1) A participação de cada município nos impostos do Estado, incluindo os montantes do FEF, FSM e da participação no IRS referida na alínea c) do n.º 1 do artigo 19.º, não pode sofrer uma diminuição superior a 5% da participação nas transferências financeiras do ano anterior para os municípios com capitação de impostos locais superior a 1,25 da média nacional, nem uma diminuição superior a 2,5% da referida participação, para os municípios com capitação inferior a 1,25 vezes aquela média.

2) A participação de cada município nos impostos do Estado, incluindo os montantes do FEF, FSM e da participação no IRS referida na alínea c) do n.º 1 do artigo 19.º, não pode sofrer um acréscimo superior a 5% da participação relativa às transferências financeiras do ano anterior.

3) A compensação necessária para assegurar os montantes mínimos previstos em 1) efectua-se pelos excedentes que advenham da aplicação do número anterior, bem como, se necessário, mediante dedução proporcional à diferença entre as transferências previstas e os montantes mínimos garantidos para os municípios que tenham transferências superiores aos montantes mínimos a que teriam direito.

4) O excedente resultante do disposto nos números 2) e 3) é distribuído de forma proporcional pelos municípios com uma capitação de impostos locais inferior a 1,25 vezes a capitação média nacional daqueles impostos.

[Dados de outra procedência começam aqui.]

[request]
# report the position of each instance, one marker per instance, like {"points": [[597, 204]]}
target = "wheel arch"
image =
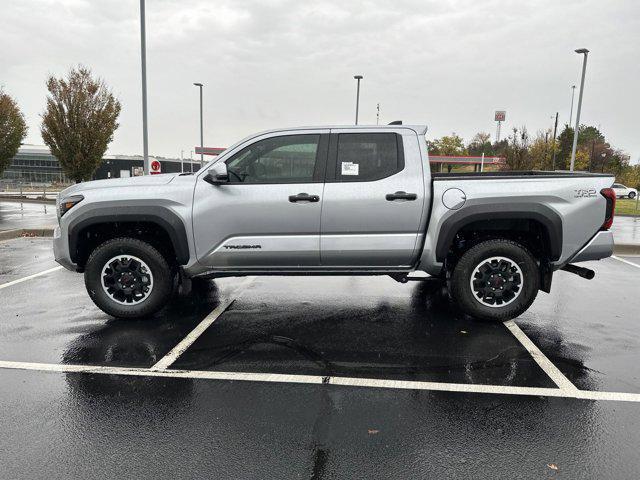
{"points": [[114, 219], [489, 217]]}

Metodologia para a construção do Índice de desenvolvimento social (IDS): (publicada em anexo à LFL)

1 - São componentes do IDS os seguintes índices:

A) Esperança de vida à nascença;

B) Nível educacional;

C) Conforto e saneamento;

com um peso idêntico, de acordo com a seguinte fórmula:
IDS = [e(0) + I(e) + I(cs)]/3

sendo:
e(0) = índice de esperança de vida à nascença;
I(e) = índice do nível educacional;
I(cs) = índice de conforto e saneamento.

2 - Fórmula do índice de esperança de vida à nascença (e):
e(0) = 0,5 + [2,511 + 4,515 + 5(110 + 115 + 120 + ... + 1x)]/10

sendo 1x = número de sobreviventes da tábua de mortalidade.

3 - Fórmula de índice do nível educacional [I(e)]:
I(e) = P e (15 e + anos)/P t (15 e + anos) x 100

sendo:
P e (15 e + anos) = população de 15 e mais anos de idade, sabendo ler e escrever;
P t (15 e + anos) = população total de 15 e mais anos de idade.

4 - Fórmula do índice de conforto e saneamento [I(cs)]:
I(cs) = (I E + I OH2 + I AS)/3 x 100

em que I E = índice de existência de electricidade nas unidades de alojamento (UA), obtido de acordo com a seguinte fórmula:
I E = P E/P t x 100

sendo:
P E = população residente nas famílias que possuem energia eléctrica na UA;
P t = população residente de ambos os sexos;

I OH2 = índice de existência de água canalizada na UA, obtido de acordo com a seguinte fórmula:
I OH2 = P OH2/P t x 100

sendo:
P OH2 = população residente com água canalizada na UA, proveniente de um sistema de canalização pública ou particular;
I SA = índice de existência de saneamento básico na UA, obtido de acordo com a seguinte fórmula:
I SA = P SA/P t x 100

sendo P SA = população residente com instalações sanitárias com retrete (privativa ou não privativa) ligada a um qualquer tipo de sistema público de drenagem de águas residuais, particular ou outro tipo de saneamento.